Sources and Maintainability

来源和可维护性

Patterns number 1,2,7–11 come from a previous incarnation of the Perl Frequently Asked Questionslist in the question, “How do I validate input?”. That section has been replaced by a suggestion to use the Regexp::Commonmodule, written by Abigailand Damian Conway. The original patterns can still be found in Recipe 2.1 of the Perl Cookbook, “Checking Whether a String Is a Valid Number”, solutions to which can be found for a dizzying number of diverse languages, including ada, common lisp, groovy, guile, haskell, java, merd, ocaml, php, pike, python, rexx, ruby, and tcl at the the PLEAC project.
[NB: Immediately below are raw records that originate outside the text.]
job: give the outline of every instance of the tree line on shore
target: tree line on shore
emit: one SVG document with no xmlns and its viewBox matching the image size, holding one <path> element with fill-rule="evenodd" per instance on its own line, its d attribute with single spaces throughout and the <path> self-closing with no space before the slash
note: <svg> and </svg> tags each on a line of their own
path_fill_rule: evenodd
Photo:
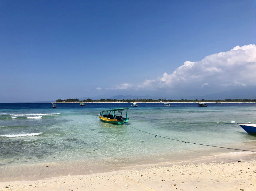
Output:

模式编号 1,2,7–11 来自问题“如何验证输入?”中Perl常见问题列表的前一个版本。该部分已被AbigailDamian Conway编写的使用Regexp::Common模块的建议所取代。原始模式仍然可以在Perl Cookbook 的Recipe 2.1 中找到,“检查字符串是否为有效数字”,可以找到令人眼花缭乱的多种语言的解决方案,包括 ada、common lisp、groovy、guile、哈斯克尔,JAVA,merd,ocaml的,PHP,梭子鱼,蟒蛇,REXX,红宝石,而在TCL的PLEAC项目

Pattern 12 could be more legibly rewritten

模式 12 可以更清晰地重写

m{
    ^
    (
        ( \d )
        (?(?= ( \d ) ) | $ )
        (?(?{ ord  == 1 + ord  }) (?1) | $ )
    )
    $
}x

It uses regex recursion, which is found in many pattern engines, including Perl and all the PCRE-derived languages. But it also uses an embedded code callout as the test of its second conditional pattern; to my knowledge, code callouts are available only in Perl and PCRE.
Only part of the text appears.